Old Palm Golf Club adheres to the vision of John D. MacArthur, whose original plan for Palm Beach Gardens was to create a "garden city", with streets lined with flowers and trees.

==Geographical area==
The subdivision is bordered on the south by PGA Boulevard, on the east by Central Boulevard, and on the west by Florida's Turnpike.

==Golf course==
The 7401 yd golf course at Old Palm Golf Club was originally designed by Raymond Floyd. The course is composed of an 18-hole par-72 golf course, a 19th "bye" hole and three full-length practice holes.

In 2007, Old Palm Golf Club was awarded the "Gold Signature Sanctuary" certification by the Audubon International Society. Close to 98% of irrigation water at Old Palm is reclaimed.

== Golf ==
It is home to the 33 acre Old Palm Golf Studio under the Director of Golf, Bud Taylor. In 1995, Taylor was elected to the PGA of America and is a PGA Certified Master Professional. In 2001 he was the recipient of Golfweek magazine's "Top 40 under 40" award.

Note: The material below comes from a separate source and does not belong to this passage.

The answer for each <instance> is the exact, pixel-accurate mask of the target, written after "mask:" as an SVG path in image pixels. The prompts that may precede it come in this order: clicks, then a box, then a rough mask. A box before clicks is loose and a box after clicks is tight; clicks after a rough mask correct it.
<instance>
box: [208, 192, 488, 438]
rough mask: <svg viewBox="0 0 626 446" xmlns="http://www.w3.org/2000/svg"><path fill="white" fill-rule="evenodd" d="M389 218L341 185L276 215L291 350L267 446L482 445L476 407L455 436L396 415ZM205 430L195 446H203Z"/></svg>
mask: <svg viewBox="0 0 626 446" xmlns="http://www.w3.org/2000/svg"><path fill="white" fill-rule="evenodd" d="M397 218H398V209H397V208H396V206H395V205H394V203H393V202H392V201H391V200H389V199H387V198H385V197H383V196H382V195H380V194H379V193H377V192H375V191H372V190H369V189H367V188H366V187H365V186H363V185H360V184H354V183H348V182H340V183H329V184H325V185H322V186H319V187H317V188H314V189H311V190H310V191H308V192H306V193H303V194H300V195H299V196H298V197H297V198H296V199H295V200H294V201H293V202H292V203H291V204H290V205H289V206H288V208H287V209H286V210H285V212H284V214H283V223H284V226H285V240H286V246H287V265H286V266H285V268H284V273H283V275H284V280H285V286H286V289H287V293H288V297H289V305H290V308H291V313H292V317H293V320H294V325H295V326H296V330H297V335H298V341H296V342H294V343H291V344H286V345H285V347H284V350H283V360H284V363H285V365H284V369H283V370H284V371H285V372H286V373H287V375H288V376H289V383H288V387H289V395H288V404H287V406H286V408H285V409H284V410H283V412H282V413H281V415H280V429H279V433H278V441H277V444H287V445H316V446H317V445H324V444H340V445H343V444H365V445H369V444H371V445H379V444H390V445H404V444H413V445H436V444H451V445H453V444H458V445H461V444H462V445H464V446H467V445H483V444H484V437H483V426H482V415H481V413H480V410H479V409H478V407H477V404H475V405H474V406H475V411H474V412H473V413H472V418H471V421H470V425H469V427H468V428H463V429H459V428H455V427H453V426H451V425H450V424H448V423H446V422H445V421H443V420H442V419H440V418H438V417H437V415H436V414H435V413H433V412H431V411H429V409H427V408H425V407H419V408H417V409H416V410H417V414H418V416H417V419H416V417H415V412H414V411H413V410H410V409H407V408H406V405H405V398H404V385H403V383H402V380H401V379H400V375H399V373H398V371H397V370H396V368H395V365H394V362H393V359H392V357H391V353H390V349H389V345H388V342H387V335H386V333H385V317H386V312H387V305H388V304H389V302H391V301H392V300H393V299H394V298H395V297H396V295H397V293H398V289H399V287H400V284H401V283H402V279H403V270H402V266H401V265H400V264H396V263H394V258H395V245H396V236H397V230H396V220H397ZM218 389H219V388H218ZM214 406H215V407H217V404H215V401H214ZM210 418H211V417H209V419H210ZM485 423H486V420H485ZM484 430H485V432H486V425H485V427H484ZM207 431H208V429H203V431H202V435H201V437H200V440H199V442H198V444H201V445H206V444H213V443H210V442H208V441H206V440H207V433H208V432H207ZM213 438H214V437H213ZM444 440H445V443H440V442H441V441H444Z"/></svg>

Mark Hackett who serves as the Director of Instruction at Old Palm was honored by Golf Magazine as one of the Top 100 golf teachers in the country.

==Notable residents==
- Raymond Floyd – The four-time major golf champion calls Old Palm Golf Club home.
- Louis Oosthuizen – The South African golfer and 2010 Open Championship winner, has a home at Old Palm overlooking the third hole.
- Charl Schwartzel – The South African golfer and winner of the 2011 Masters, owns a home in Old Palm overlooking the 14th fairway.
- Lee Westwood – The English golfer who has won 39 tournaments around the world and posted five top-three finishes in majors, bought property on the par-four 14th hole.

==Country club==
Raymond Floyd's late wife, Maria Floyd, worked closely with interior designers Scott Snyder and Anthony Minichetti to create a distinct sense of place, with décor inspired by early-1900s architect Addison Mizner, the designer of Boca Raton and Palm Beach's Worth Avenue. The clubhouse is elegant yet comfortable and is built with organic construction materials, adorned with cypress ceilings and limestone flooring.

==Average home prices==
Home prices vary, but range from $3.2 million to over $25 million.